The Briton who took four hostages at a synagogue in Texas on Saturday was killed by police while talking on the phone with his children, the brother of the attacker told Sky News.
Malik Faisal Akram, 44, broke into a synagogue in the city of Colleyville during a ceremony that was being broadcast live on the internet. He, who claimed to be carrying bombs, held four hostages, including a rabbi, for about ten hours, until he was killed after the police invaded the religious center.
The case was classified as terrorism by US President Joe Biden.
Gulbar Akram, the kidnapper’s brother, said he also spoke to him by phone during the bombing and that Malik said he would free the Jews if neuroscientist Aafia Siddiqui was brought to the scene. “I want them to bring her here, and I will free these guys”, the Brit reportedly told his brother.

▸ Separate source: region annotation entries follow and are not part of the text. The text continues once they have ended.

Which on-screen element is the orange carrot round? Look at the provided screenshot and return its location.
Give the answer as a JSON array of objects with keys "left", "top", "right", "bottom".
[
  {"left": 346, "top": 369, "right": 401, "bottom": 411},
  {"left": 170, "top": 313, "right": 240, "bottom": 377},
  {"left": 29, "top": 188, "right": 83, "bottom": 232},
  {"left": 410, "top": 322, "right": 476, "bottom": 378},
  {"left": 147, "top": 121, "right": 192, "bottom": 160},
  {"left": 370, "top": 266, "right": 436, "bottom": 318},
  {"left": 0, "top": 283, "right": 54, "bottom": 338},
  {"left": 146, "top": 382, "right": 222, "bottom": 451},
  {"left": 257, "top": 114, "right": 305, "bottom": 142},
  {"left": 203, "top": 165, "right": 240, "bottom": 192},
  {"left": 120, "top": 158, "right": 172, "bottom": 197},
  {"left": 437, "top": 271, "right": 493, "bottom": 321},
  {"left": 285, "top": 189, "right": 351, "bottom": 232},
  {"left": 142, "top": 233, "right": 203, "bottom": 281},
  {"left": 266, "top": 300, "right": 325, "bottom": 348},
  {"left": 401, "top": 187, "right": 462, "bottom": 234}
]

Siddiqui, whom Malik was referring to, is a Pakistani woman convicted of terrorism after shooting American soldiers while imprisoned in Afghanistan in 2010, at which time she was accused of being a collaborator with the terrorist group Al Qaeda. She is serving 86 years in a federal prison in Texas.
“I was in shock, my head was going to explode. By then I knew my brother didn’t stand a chance,” Gulbar told Sky News. “He was saying to me, ‘I came to die.’ I tried to convince him, I told him to think about his children, his mother, his father. But his mind was made up. He wanted to let her go. [Siddiqui].”
Gulbar defended his brother in the interview, saying he knew at all times that he would not harm the hostages and that he was lying about having a bomb. The Briton also said that Malik had mental problems and that he could not have boarded a plane to the United States without a background check, nor should he have been allowed to pass through immigration in the country.
This Tuesday (18), Frank Gardner, a security expert for the British network BBC, said that Malik was already known to the UK intelligence service. “He was investigated in 2020 and assessed as not posing a risk at the time he flew to the US on New Year’s,” he wrote.
White House spokeswoman Jen Psaki said on Tuesday that US government databases did not indicate any warnings that Malik was a risk.